Janice Perl

By Scott MacClellandJanice Perl

JANICE PERL is locally famous as a jazz singer, and an exceptionally fine one. She tries to make it to the Embassy Suites last-Sunday monthly Jazz Jam—which draws top artists from all around the Monterey Bay—and usually does. “I love to sing with great musicians,” she told me. But back in her youth she had dance ambitions. “I started singing in Los Angeles as a dancer picked for a tour with Dick Clark,” she says. “Several bands in the show wanted dancers who could sing. I knew I could sing from my young days in a chorus, so I became a backup singer on the tour.” Before going to LA, she appeared in several musical theater productions at Monterey Peninsula College and the Wharf Theater.

The Monterey native was born into and grew up in the musical Marotta family which, popularly-known for various performing events, owned a music store downtown on Alvarado Street next to the Golden State Theatre. (A fire in 2009 seriously damaged the building and destroyed a priceless collection of accordions, musical scores and other historical memorabilia.) She has two brothers, both musicians, and one sister. At 94, patriarch Mike Marotta continues with his music.

When the Next Generation Jazz Orchestra played a free concert for area school students last Thursday at the Monterey Fairgrounds, Perl joined them in the final number, a New Orleans funeral in honor of Nancy Fowler, a popular music teacher in Carmel who recently died in a car crash near her home. Perl sang “Just a Closer Walk with Thee,” the dirge that preceded the band playing “When the Saints Go Marching In,” which then left the stage to lead a parade around the Garden Stage area. (All the kids followed those Pied Pipers.)

With her were five girls from Trinity Christian High School in Monterey who call themselves the Franklin Street Voices. They are studying jazz singing and Perl is the Performing Arts and Vocal Music Director there. With Sherilyn Bouwens she also co-teaches musical theater, a class this year of 22 boys and 13 girls. Prior to that she was lead singer in an evangelistic pop/rock band called Janice Perl and the Regenerate and in a Christian vocal band called Rhythm ‘n Jesus. She taught a class and served as vocal directer for the after-school musicals at Walter Colton Middle School in Monterey.

In the summer, Perl is on the faculty of the School of Dramatic Arts, the teaching wing of Pacific Repertory Theatre in Carmel. She also gives private singing lessons to some 15 students a week at the Dennis Murphy School of Music in Monterey where she and Murphy conduct a youth summer camp. Further, she is vocal director at First Presbyterian Church in Salinas whose music director is composer John Wineglass, well-known on both coasts. For the last five years she has also served with Wineglass as choral director at Shoreline Community Church in Monterey.

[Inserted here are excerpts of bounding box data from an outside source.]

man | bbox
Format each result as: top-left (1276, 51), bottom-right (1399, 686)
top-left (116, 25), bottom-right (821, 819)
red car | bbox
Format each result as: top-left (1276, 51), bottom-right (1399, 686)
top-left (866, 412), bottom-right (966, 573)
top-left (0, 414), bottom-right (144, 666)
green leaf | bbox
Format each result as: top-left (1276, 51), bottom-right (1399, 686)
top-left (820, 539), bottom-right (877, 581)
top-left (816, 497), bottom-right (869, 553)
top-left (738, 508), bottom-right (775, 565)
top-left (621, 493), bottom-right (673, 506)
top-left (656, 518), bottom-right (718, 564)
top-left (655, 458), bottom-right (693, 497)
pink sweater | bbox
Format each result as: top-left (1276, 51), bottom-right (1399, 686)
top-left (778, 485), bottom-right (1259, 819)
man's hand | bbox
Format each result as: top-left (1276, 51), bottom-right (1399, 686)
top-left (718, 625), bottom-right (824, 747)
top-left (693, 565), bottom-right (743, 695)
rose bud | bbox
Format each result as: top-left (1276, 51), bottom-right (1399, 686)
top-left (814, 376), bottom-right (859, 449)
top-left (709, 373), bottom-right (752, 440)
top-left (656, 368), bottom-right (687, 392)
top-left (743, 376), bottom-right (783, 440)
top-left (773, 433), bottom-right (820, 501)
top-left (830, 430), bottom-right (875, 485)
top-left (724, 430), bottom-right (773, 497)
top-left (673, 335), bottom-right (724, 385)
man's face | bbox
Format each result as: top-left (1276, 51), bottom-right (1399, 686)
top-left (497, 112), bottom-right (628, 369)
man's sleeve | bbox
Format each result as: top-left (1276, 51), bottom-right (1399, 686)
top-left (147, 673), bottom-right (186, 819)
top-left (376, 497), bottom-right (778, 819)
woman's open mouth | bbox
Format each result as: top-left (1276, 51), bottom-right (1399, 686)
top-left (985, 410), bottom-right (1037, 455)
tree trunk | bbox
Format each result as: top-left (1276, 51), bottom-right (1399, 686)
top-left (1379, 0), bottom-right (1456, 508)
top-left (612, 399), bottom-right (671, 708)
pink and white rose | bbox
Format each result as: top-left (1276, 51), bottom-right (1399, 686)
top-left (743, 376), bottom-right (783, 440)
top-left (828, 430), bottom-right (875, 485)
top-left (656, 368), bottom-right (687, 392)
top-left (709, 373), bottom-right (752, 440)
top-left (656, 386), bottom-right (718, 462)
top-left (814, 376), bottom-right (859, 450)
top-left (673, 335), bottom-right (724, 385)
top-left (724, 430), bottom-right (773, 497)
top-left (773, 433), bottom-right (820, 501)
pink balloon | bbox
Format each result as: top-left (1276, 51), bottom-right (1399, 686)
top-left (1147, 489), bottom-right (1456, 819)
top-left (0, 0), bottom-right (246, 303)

As a child, Janice Marotta attended Santa Catalina School in Monterey and then Monterey High School. “I had no idea then that I would be a teacher.” While at Monterey High, her older brother Dave, a studio musician like her brother Mike Jr., introduced her to jazz. “I was drawn to the odd meters in the Don Ellis Big Band recordings. I was listening to Chick Corea and Flora Purim while my friends were listening to The Doors.” An injury put her dance career on hold and she soon became the lead singer in Mike, Jr.’s band. Meanwhile, she often was engaged to sing classical music. For example, she is a soloist and vocal director for the big Christmas on Main Street event produced by First Presbyterian that uses a full orchestra, big choir and solo voices. “Five years ago my love of jazz was rekindled. I felt I was going back to my roots. I love the melodies and harmonies and chord changes in jazz that you don’t find so much in pop music.” She set about redeveloping her ability to improvise. “It gives me a lot of freedom. It comes natural. I think it’s genetic.” She sits in occasionally on weekends at the Monterey Hyatt with Dave Morwood and other area musicians.

To hear her sing at the Jazz Jam you’d be hard-pressed to come to any other conclusion. But in her early 20s, Perl knew that she needed to learn her craft and on the advice of a local musical couple, Peggy and Scott Brown, she drove every Saturday to Menlo Park for voice lessons from Scott Brown’s mother, Muriel Brown Older. “She had developed a curriculum for any genre of singing.”

Married to Jacob Perl, a Monterey-area musician, sound-engineer, photographer and web-designer, Janice Perl considers herself a freelance musician. Their daughter Miranda, who was in Perl’s jazz ensemble in high school, is now studying vocal jazz at the University of Northern Colorado.

“I’ve had nine lives,” Perl says. “Reigniting the jazz flame in the last five years has really brought me back to where I belong. I love it and the jazz people I get to work with.”